FEATURES Story of a Song: Elucid, “MBTTS” By Blake Gillespie · August 02, 2016
Elucid. Photo by Alexander Richter
“Hip-hop is the natural progression. Without even knowing what afrofuturism was, we are afro-futurists.”

The back sleeve of Elucid’s Save Yourself LP shows the New York rapper in profile. His forehead is wrapped in a vibrant African bandana, his expression is zen and observant. He’s facing a quote from Zora Neale Hurston’s Their Eyes Were Watching God, which reads:

There are years that ask questions.

There are years that give answers.

“MBTTS,” found near the end of of Save Yourself, is both an answer and an action. There’s more than dividends at stake when Elucid raps, “let’s get this money, black.”

He began writing “MBTTS”—an acronym meaning “more brilliant than the sun”—three years ago before he knew its potential. Back then, he only had the refrain, which he lifted from author Kudwo Eshun’s book of the same name.
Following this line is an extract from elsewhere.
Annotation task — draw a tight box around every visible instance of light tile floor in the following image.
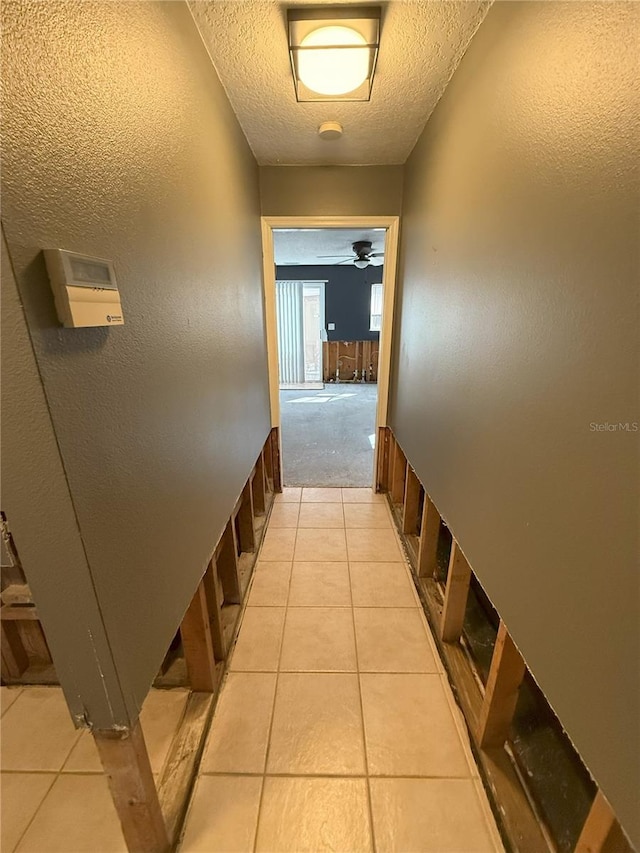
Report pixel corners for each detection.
[0,685,189,852]
[1,488,503,853]
[180,487,504,853]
He thought the words sounded nice over producer A.M. Breakups’ instrumental. “More brilliant than the sun,” he mumbled in low in droning tones before setting the track aside for another day.

Elucid discovered Eshun’s book as a PDF file on a hard drive of beats he’d received. He liked the poetic title as a beautiful combination of words. When he opened it up, he says he found out it was about rap and afrofuturism.

Elucid
Elucid. Photo by Alexander Richter

The term “afrofuturism” was first used in 1993 by Mark Dery in his essay “Black To The Future.” Given the genre’s close connection to space, Dery pushed for more black science fiction writers, questioning whether a community with an erased history can imagine possible futures. But black culture and sci-fi have been aligned since the Egyptians inscribed hieroglyphs of ancient astronauts.

Author W.E.B. DuBois wrote a sci-fi short story called “The Princess Steel” in the early 1900s. In the 1940s, Herman Poole Blount envisioned lifeforms on Saturn that instructed him to become Sun Ra in order to combat chaos on Earth. On Mothership Connection, George Clinton channeled Aristotle to develop space-age sciences known as funkentelechy. Afrika Bambaataa’s “Planet Rock” envisioned a free world, and Public Enemy once conceptualized a black planet eclipsing Earth.

“When people talk about afrofuturism, they say ‘Sun Ra,’ the say ‘Funkadelic,’ they say ‘Lee Perry,’ and then it kinda stops,” Elucid says. “Hip-hop is the natural progression. Without even knowing what afrofuturism was, we are afro-futurists.”

For a month, the rapper listened to a recording of him murmuring Eshun’s poetry over the beat. He started to hear a pep talk he could give to other black people and himself.

Elucid
Elucid. Photo by Alexander Richter

“It sounds a little pretentious, but I’m trying to tap into my God nature,” Elucid says. “I’m trying to tap into the creator and leave the destroyer alone for a little bit. There are times for that as well, but I’m not really focused on that. We’re in a crucial time in our world. We’re really seeing … revolution being planted and sprouting right now.”

Elucid raps of being in the shadow of Forest City Ratner, aka the Barclays Center in Brooklyn, where developers have yet to build the affordable housing they promised. It’s just another in a long line of broken promises, societal decay and racial profiling that’s spiraling out of control. “Slave code still in effect,” as Elucid puts it.

On the third verse of “MBTTS,” he closes by declaring he’s neither creator nor destroyer, one of many juxtapositions Elucid works into the song. The refrain is layered with recordings of Brion Gyson, who applies the cut-up technique to Bible verses, and a brooding outro of his girlfriend reciting Audrey Lorde. “The master’s tools can never dismantle the master’s house,” she says.

“There’s nothing that can stop imagination, determination and practice,” Elucid says. “We should continue to question what’s placed in front of us. None of us are free until we’re all free. I believe in respecting people. That’s kind of all in there.”